When super Typhoon Haiyan struck the Philippines on 8 November 2013, an estimated 14 million people were affected and over 6,300 people were killed. Within hours of making landfall, Caritas Australia and the wider Caritas International network, which also includes Catholic Relief Services and NASSA/Caritas Philippines, were on the ground responding to an emergency which devastated entire communities.
Through the support of the Australian community, Caritas was able to provide emergency support to those affected including up to 20,000 tarpaulins, 1 million water purification tablets to help 16,000 families, 18,000 emergency shelter supply kits and 5,000 water, sanitation and hygiene kits, and 5,000 non-food item kits. For Caritas Australia’s partners on the ground, the fifth anniversary of the Typhoon is a chance to reflect not just on the extent of the devastation caused by the typhoon but also on recovery efforts and community restoration projects.
‘Mothers clung to their children. Even the very toughest people, police and military men (broke down). Strong winds and waves almost ‘ate alive’ several families living on the shore line of Tacloban,’ says Jing Rey Henderson, Communications and Partnership Development Coordinator at Caritas Philippines.
‘When we approached the affected communities and asked, ‘What kind of help do you need?’ people told us that they needed housing. At that time people told us that conditions were really bad for those living in temporary shelters.’
Since super Typhoon Haiyan, one of the other significant achievements of Caritas in the Philippines, through partnership with other members of the Caritas network, is emergency prevention, preparedness and mitigation.

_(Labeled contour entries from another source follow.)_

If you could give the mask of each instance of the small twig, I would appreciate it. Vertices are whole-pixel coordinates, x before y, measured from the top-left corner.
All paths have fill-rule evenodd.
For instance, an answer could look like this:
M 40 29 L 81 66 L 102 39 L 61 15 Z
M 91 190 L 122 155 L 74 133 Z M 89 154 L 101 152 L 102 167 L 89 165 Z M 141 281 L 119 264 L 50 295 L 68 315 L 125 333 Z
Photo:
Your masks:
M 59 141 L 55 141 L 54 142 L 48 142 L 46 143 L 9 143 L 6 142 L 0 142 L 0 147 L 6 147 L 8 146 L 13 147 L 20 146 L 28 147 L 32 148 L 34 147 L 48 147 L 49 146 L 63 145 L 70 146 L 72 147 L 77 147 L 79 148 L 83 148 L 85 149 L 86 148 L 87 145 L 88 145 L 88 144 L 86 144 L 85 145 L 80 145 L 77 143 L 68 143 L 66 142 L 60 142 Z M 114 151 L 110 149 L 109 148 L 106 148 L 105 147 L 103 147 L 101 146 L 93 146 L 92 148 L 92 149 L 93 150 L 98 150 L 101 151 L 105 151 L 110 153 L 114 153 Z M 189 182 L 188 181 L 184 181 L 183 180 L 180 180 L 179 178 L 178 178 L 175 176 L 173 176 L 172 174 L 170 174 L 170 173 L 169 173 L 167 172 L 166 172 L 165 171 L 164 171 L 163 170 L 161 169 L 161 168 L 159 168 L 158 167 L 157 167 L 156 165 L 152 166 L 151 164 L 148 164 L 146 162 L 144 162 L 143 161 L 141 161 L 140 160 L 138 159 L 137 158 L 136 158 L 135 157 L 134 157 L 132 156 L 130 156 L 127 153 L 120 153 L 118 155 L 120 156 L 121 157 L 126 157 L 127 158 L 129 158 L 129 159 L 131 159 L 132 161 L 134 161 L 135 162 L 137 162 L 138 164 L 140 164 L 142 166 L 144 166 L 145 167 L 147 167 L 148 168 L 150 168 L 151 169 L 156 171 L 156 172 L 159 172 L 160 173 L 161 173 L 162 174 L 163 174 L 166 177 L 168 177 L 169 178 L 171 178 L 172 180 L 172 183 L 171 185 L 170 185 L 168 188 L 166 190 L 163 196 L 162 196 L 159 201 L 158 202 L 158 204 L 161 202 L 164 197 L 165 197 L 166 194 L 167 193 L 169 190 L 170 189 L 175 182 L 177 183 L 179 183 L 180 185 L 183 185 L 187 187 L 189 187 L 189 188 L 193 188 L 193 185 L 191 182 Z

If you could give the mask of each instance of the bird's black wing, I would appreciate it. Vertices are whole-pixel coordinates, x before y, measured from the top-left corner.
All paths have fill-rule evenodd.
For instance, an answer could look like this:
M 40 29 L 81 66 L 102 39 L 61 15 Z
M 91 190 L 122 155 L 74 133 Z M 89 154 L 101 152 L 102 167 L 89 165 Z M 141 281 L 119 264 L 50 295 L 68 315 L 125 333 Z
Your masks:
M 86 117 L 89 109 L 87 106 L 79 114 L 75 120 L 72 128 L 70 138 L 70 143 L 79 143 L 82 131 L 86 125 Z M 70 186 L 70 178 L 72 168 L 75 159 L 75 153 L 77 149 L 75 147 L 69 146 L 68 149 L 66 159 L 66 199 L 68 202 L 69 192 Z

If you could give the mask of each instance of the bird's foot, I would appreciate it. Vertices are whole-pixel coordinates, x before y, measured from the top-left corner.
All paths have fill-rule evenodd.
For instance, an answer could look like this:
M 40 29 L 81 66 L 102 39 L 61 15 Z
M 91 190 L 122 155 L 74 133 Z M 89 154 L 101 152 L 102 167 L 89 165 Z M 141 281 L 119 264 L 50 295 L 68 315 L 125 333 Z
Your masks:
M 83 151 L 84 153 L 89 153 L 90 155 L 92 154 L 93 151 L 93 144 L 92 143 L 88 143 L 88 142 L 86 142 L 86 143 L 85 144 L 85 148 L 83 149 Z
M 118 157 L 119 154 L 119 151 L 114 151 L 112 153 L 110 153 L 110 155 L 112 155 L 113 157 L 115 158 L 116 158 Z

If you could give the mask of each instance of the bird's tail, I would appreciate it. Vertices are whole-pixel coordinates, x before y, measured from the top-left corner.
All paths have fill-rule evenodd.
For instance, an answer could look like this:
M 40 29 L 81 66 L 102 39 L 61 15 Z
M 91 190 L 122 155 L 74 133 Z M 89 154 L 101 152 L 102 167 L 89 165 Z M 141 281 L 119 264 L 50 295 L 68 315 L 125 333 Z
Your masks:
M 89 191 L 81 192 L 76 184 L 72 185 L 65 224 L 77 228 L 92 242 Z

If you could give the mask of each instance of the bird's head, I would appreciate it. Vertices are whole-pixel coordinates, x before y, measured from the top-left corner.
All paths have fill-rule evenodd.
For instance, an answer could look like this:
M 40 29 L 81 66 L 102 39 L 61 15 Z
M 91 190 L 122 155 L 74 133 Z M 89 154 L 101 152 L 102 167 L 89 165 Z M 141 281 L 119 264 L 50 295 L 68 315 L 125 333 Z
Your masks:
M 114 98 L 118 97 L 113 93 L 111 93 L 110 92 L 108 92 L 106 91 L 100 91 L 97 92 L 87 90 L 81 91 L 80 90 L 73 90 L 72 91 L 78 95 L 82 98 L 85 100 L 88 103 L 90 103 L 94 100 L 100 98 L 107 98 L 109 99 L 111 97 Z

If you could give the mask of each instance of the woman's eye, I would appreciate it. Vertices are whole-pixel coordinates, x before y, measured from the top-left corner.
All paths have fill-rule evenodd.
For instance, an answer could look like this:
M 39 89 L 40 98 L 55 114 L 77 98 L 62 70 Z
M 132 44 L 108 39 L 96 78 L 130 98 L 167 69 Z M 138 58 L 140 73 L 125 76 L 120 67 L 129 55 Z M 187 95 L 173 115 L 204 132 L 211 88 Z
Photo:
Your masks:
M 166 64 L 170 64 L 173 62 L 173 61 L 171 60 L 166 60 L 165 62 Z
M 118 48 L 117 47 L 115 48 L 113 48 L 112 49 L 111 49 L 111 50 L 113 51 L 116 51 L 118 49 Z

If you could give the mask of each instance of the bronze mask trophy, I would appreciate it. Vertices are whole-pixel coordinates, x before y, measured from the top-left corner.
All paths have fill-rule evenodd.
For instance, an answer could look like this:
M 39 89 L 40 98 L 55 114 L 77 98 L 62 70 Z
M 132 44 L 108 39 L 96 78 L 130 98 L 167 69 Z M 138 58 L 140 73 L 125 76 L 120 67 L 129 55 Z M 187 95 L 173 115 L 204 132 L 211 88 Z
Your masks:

Subsequent hazard situations in the Philippines caused less damage and loss of life because of preparedness strategies.
‘More than the income we can make out of the environment, we need the environment to protect our home,’ local tribeswomen told me,’ Ms Henderson said.
Your support of our super Typhoon Haiyan response and all the other emergencies that have elapsed since then, like (last month’s) Typhoon Mangkhut, is appreciated. What we can only promise is that we will make good on the donations and the generous support.’
An anniversary commemoration of super Typhoon Haiyan is taking place in the city of Palo, Leyte on 16-17 November. The memorial will pay tribute to the memory of the deceased and celebrate the work of recovery crews and volunteers.